Son de cloche sensiblement identique chez le président de l'Assemblée. Bernard Accoyer (UMP) a souhaité une "unité nationale" face à la crise en zone euro.

Il s'est toutefois montré sceptique sur une convocation du Congrès pour adopter la "règle d'or", soulignant que le clivage gauche-droite n'existe pas dans les autres démocraties, en Allemagne, ou en Espagne, "parce que nous sommes en réalité dans une situation dont les conséquences pourraient être comparables à celles d'une guerre".

"La seule divergence est que le président, le gouvernement, sa majorité souhaiteraient son adoption le plus tôt possible, et que l'opposition s'engage à le faire en 2012", selon lui.

De son côté, Jean-François Copé, secrétaire général de l'UMP, a affirmé que les socialistes étaient "à nouveau invités" à la table des responsabilités" pour l'instauration de cette "règle d'or" budgétaire, prévue dans l'accord franco-allemand.

Sur Europe 1, le député et maire de Meaux a rappelé avoir "dès l'été dernier, souhaité qu'on aille le plus vite possible au Congrès" du Parlement pour inscrire cette règle dans la Constitution.

Une règle d'or "harmonisée au niveau européen"

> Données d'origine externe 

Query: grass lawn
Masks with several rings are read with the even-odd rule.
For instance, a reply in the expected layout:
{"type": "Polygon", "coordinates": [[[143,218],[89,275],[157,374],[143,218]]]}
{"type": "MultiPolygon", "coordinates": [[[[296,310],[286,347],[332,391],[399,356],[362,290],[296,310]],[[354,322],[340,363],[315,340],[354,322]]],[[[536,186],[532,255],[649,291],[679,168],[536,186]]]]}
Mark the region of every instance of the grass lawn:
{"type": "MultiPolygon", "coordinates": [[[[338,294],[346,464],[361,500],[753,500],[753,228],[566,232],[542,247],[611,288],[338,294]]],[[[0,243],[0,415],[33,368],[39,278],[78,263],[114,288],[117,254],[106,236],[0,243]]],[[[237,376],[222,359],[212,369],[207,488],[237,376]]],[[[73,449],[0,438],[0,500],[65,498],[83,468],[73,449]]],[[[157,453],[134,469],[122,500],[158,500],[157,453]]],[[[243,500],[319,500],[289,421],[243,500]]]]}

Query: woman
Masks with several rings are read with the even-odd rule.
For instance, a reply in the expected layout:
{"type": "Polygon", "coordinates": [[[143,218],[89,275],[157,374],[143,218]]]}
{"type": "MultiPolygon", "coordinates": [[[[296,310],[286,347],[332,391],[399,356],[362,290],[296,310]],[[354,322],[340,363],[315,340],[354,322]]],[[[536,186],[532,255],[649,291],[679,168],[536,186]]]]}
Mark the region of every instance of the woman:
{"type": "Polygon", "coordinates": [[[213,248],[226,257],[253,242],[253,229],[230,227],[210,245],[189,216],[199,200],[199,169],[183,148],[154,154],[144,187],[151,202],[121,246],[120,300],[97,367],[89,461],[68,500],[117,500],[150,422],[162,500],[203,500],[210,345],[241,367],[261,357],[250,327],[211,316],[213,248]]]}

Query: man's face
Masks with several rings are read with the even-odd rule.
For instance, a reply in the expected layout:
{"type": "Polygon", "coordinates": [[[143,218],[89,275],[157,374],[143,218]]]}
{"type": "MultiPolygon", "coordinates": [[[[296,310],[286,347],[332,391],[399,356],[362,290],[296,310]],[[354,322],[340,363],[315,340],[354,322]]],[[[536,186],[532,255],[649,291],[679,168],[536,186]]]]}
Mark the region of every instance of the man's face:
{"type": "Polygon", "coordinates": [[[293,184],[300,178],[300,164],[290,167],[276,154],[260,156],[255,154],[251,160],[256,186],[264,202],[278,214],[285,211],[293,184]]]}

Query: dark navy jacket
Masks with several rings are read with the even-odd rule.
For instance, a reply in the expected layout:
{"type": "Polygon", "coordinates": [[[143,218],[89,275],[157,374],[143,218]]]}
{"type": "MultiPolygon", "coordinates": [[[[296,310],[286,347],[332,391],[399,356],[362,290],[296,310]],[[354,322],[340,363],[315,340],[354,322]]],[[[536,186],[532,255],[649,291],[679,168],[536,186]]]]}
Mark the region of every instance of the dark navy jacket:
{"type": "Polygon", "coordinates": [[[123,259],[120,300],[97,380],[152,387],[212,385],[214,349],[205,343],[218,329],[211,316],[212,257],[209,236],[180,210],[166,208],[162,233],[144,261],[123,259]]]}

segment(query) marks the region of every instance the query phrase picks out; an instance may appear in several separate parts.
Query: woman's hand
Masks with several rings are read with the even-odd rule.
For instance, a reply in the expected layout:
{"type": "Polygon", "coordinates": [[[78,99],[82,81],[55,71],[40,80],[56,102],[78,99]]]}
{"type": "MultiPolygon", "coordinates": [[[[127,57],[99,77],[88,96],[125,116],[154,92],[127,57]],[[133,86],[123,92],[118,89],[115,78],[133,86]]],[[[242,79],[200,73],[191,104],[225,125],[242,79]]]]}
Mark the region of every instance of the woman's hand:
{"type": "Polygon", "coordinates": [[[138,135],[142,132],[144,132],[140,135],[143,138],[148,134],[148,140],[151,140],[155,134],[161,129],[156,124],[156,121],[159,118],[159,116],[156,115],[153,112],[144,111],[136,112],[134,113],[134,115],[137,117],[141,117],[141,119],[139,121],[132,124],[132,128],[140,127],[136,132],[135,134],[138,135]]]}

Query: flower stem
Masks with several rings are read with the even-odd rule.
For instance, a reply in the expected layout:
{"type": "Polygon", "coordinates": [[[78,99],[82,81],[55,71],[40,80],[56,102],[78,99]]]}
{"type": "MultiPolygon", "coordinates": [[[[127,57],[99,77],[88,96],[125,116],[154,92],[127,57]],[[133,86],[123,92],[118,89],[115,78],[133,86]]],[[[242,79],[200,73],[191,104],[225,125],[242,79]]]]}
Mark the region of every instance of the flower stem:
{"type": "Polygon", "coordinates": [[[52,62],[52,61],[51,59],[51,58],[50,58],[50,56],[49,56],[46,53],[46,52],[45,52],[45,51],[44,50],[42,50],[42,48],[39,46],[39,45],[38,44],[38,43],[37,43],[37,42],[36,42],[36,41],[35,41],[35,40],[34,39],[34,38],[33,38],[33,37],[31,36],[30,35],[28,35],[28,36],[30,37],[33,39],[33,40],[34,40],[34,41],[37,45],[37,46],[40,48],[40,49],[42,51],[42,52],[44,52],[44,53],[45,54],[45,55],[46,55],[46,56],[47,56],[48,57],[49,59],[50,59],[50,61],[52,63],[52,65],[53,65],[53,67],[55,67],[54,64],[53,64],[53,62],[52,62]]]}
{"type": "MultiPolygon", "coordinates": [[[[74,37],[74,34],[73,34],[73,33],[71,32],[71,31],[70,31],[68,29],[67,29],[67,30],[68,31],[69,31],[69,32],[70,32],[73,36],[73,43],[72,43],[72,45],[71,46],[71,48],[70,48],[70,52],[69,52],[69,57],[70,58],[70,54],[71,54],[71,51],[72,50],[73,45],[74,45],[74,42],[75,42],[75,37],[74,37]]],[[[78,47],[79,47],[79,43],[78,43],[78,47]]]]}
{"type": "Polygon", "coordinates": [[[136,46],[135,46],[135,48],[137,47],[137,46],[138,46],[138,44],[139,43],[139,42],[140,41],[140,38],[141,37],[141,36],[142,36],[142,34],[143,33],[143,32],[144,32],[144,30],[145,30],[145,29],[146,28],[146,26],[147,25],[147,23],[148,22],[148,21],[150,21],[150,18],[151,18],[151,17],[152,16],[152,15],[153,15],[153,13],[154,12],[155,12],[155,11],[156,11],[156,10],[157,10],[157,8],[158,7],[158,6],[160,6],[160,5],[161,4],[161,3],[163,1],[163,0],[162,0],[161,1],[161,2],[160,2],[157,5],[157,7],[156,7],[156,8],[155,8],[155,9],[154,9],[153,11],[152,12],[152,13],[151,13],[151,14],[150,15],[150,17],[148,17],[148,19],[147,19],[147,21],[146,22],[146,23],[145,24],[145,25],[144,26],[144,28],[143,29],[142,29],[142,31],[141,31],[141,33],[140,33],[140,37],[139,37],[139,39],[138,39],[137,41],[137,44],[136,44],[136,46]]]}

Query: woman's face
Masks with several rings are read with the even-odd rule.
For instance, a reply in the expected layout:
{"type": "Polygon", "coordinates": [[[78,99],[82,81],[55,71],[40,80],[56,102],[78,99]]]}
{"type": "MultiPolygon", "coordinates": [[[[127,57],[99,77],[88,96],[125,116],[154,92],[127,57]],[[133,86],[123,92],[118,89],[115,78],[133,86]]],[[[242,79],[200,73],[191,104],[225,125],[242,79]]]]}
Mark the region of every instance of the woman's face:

Un appel que le candidat socialiste a entendu, sans pour autant y répondre. François Hollande, a affirmé sur France Inter qu'il "ne souhaite pas une dégradation de la note de la France" par les agences de notation, tout en dénonçant "un échec de la politique conduite depuis 5 ans" par le président de la République.

Pour le candidat socialiste, la règle d'or, c'est la réduction des déficits. Le député corrézien s'est déclaré favorable à une "loi de programmation" sur la réduction des déficits après la présidentielle.

Lundi, au terme d'un mini-sommet franco-allemand à l'Elysée, Nicolas Sarkozy avait prôné l'adoption par les 17 pays de la zone euro d'une "règle d'or" "renforcée", "sévère" et "harmonisée au niveau européen" en vue de son inscription au coeur du nouveau traité européen souhaité par Paris et Berlin.